Possible participation of nitric oxide in the increase of norepinephrine release caused by angiotensin peptides in rat atria.

In rat atria isolated with their cardioaccelerans nerves and labeled with [3H]norepinephrine, exposure to 1 x 10(-7) mol/L angiotensin II (Ang II) and 1 x 10(-7) mol/L Ang-(1-7) increased the release of radioactivity elicited by nerve stimulation (0.5-millisecond-long square-wave pulses at 2 Hz during 2 minutes) by 90% and 60%, respectively. The facilitatory effect on noradrenergic neurotransmission caused by both peptides was stereospecifically prevented by N omega-nitro-L-arginine methyl ester (1 x 10(-4) mol/L), an inhibitor of nitric oxide synthase that catalyzes the conversion of L-arginine to nitric oxide, as well as by 1 x 10(-5) mol/L methylene blue, a substance that inhibits the guanylate cyclase considered as the final target of nitric oxide action.
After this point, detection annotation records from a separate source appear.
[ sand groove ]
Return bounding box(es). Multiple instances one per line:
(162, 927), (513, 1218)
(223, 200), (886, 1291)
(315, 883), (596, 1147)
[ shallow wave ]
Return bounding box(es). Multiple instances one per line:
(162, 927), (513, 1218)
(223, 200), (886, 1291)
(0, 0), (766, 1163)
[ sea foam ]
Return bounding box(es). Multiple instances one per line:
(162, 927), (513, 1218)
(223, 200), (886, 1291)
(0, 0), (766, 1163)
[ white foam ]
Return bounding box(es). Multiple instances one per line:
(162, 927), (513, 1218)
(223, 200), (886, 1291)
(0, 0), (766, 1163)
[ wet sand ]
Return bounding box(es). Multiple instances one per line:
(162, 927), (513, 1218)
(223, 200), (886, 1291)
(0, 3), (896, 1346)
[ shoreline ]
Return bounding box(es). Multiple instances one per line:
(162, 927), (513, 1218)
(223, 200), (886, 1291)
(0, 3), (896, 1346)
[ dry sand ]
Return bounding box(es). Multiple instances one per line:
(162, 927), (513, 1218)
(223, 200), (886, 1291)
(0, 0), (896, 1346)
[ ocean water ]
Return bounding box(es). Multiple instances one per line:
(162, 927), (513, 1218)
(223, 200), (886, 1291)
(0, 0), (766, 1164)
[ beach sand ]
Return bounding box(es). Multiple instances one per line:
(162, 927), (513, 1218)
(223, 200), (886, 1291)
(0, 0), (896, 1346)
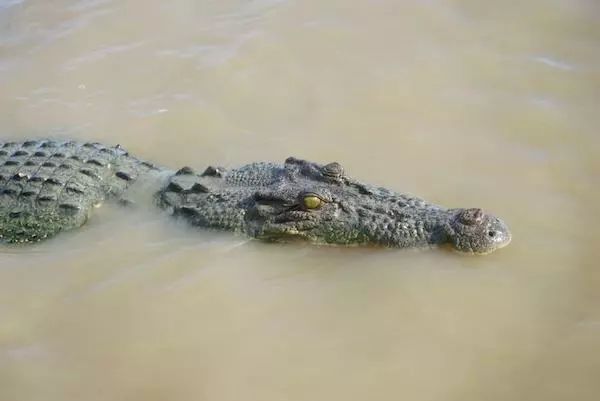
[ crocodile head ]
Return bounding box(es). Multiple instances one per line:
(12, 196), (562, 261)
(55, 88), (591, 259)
(161, 157), (510, 253)
(446, 208), (511, 254)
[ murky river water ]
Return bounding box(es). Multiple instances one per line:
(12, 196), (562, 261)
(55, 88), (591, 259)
(0, 0), (600, 401)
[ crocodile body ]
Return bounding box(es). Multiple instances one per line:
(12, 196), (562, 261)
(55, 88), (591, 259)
(0, 140), (511, 253)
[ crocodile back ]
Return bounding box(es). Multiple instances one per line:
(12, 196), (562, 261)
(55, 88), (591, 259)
(0, 140), (158, 242)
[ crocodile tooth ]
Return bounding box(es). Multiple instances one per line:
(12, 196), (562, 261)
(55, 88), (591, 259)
(115, 171), (133, 181)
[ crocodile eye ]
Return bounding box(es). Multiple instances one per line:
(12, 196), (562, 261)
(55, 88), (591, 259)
(302, 195), (323, 209)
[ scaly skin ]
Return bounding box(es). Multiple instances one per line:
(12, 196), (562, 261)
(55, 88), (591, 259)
(0, 140), (511, 254)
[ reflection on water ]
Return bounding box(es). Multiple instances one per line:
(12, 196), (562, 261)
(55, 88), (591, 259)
(0, 0), (600, 401)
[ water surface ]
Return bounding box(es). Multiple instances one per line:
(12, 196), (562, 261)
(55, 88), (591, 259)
(0, 0), (600, 401)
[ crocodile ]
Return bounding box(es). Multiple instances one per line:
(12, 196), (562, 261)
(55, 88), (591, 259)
(0, 139), (511, 254)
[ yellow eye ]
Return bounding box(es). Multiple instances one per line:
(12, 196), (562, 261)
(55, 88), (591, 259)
(304, 195), (323, 209)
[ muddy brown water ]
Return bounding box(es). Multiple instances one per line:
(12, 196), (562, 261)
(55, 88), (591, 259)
(0, 0), (600, 401)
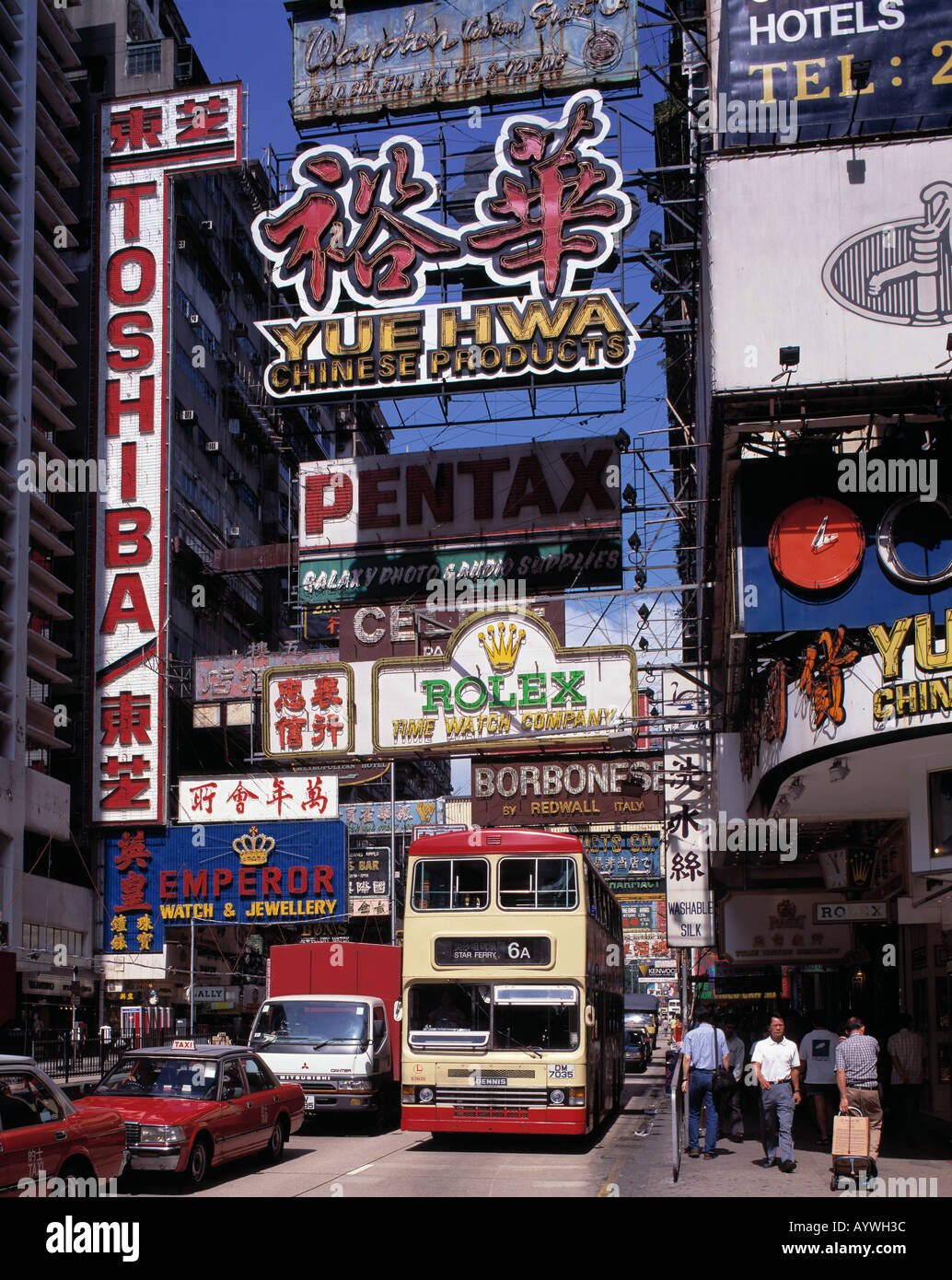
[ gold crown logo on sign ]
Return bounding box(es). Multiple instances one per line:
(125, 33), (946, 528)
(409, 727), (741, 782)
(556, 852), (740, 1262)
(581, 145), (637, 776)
(232, 827), (273, 867)
(479, 623), (526, 676)
(850, 849), (876, 889)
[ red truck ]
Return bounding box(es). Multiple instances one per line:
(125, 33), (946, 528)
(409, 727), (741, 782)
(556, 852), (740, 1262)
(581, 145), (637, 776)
(249, 942), (401, 1117)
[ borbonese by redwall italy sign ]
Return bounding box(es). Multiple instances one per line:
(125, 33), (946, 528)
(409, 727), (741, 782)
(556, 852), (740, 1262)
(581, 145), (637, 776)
(371, 611), (636, 755)
(252, 89), (637, 400)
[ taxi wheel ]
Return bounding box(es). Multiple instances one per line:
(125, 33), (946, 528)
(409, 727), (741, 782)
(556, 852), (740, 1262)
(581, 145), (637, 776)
(265, 1120), (284, 1165)
(184, 1138), (211, 1187)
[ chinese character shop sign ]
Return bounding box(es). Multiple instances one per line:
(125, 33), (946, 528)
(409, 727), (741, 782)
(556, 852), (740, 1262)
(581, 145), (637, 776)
(178, 774), (338, 823)
(105, 820), (347, 955)
(286, 0), (639, 124)
(252, 91), (637, 400)
(92, 85), (240, 824)
(262, 663), (354, 759)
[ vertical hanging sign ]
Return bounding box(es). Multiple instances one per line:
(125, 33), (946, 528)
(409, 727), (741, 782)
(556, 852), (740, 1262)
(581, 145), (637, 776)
(91, 83), (242, 824)
(663, 676), (714, 948)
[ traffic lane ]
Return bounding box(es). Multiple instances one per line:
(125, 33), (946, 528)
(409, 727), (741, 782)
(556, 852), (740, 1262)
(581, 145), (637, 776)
(121, 1057), (664, 1198)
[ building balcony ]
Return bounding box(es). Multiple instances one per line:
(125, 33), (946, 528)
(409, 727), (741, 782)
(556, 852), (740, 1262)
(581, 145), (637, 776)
(27, 698), (69, 751)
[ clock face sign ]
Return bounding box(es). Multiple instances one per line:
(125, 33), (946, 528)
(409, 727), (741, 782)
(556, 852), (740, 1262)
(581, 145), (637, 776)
(768, 498), (866, 591)
(877, 495), (952, 588)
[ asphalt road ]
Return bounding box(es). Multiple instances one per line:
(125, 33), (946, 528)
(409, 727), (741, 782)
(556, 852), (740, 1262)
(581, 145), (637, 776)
(119, 1046), (672, 1199)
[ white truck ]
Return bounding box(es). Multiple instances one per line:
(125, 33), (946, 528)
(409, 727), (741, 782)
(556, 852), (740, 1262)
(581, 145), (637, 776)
(249, 942), (401, 1119)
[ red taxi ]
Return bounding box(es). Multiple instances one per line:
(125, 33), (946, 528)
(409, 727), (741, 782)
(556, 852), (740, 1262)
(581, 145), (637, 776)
(0, 1053), (125, 1197)
(76, 1044), (305, 1187)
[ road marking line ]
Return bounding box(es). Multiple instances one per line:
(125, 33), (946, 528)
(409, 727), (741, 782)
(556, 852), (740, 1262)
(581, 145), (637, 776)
(597, 1159), (621, 1199)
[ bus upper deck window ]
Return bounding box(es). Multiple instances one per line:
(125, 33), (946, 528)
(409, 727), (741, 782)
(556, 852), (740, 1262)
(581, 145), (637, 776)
(499, 857), (578, 912)
(411, 857), (489, 912)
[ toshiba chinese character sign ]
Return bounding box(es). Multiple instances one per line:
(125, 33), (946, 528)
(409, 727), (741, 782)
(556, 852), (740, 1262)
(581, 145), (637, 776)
(92, 92), (240, 829)
(261, 663), (354, 759)
(252, 89), (637, 400)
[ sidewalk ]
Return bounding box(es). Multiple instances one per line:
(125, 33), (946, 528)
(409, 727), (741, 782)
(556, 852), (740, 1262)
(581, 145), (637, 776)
(666, 1106), (952, 1199)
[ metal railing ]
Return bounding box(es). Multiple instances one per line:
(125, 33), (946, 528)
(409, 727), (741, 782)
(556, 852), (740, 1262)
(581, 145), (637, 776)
(4, 1028), (175, 1084)
(670, 1053), (687, 1181)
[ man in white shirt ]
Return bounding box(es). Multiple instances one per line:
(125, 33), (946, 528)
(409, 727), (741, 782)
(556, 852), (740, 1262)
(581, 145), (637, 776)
(749, 1015), (800, 1174)
(800, 1010), (840, 1146)
(886, 1014), (925, 1146)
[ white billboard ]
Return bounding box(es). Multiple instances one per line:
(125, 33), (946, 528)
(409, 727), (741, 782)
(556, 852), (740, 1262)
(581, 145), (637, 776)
(705, 138), (952, 393)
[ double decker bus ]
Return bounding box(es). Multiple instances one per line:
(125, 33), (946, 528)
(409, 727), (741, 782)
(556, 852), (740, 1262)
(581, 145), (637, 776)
(401, 830), (624, 1135)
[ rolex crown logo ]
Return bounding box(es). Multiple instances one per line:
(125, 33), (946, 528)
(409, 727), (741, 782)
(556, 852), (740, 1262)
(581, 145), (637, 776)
(232, 827), (273, 867)
(479, 623), (526, 676)
(850, 849), (876, 887)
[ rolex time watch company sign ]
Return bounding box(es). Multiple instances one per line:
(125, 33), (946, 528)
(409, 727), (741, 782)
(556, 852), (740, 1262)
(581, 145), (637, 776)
(372, 611), (634, 752)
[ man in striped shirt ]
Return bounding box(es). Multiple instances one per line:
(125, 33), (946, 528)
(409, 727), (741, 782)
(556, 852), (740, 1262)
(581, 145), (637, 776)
(837, 1018), (883, 1168)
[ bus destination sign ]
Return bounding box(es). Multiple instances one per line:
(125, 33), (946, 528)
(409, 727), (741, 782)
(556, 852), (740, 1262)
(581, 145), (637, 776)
(434, 937), (551, 966)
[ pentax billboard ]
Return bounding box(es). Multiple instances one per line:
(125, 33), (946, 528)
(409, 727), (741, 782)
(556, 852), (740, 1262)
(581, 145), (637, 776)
(91, 85), (242, 824)
(705, 138), (952, 393)
(298, 436), (621, 559)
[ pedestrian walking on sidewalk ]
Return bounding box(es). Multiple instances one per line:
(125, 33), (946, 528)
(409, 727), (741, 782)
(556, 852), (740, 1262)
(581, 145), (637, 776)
(749, 1014), (800, 1174)
(837, 1018), (883, 1178)
(800, 1008), (840, 1146)
(886, 1014), (925, 1146)
(680, 1010), (729, 1159)
(720, 1018), (748, 1142)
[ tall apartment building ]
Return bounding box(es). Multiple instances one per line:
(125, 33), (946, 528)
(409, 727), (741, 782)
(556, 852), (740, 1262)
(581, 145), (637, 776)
(0, 0), (93, 1025)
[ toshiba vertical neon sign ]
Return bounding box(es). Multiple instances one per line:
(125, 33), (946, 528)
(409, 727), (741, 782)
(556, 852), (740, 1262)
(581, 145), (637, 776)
(92, 83), (242, 823)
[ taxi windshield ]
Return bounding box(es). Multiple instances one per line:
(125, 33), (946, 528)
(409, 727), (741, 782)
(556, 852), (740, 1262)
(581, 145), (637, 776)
(92, 1057), (219, 1100)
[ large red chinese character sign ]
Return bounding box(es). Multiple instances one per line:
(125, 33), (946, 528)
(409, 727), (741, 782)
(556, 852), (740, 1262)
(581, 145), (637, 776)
(252, 89), (637, 398)
(255, 137), (459, 315)
(462, 93), (631, 298)
(92, 92), (240, 829)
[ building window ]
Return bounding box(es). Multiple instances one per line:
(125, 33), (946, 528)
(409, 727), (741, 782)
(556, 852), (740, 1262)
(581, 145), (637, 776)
(125, 40), (163, 76)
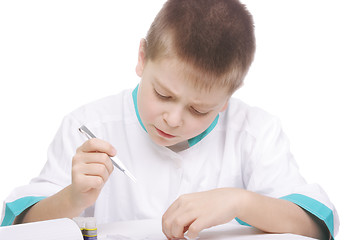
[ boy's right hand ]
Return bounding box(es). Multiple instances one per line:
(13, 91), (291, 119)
(70, 138), (116, 210)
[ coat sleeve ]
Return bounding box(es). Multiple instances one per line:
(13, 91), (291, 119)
(237, 113), (339, 238)
(1, 115), (84, 226)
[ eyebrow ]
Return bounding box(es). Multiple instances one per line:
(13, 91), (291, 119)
(155, 78), (217, 109)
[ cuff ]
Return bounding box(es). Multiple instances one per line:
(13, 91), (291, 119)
(1, 196), (45, 226)
(235, 194), (334, 239)
(281, 194), (334, 239)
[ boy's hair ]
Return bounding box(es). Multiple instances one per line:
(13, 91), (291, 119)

On the other hand, the precursor of nitric oxide synthesis. L-arginine (1 x 10(-3) mol/L), reversed the prevention produced by N omega-nitro-L-arginine methyl ester on the increased release of norepinephrine caused by Ang II and Ang-(1-7). The present results suggest that nitric oxide could be involved in the neuromodulatory function elicited by both Ang II and Ang-(1-7) in rat atria. The physiological role of this observation is still under study.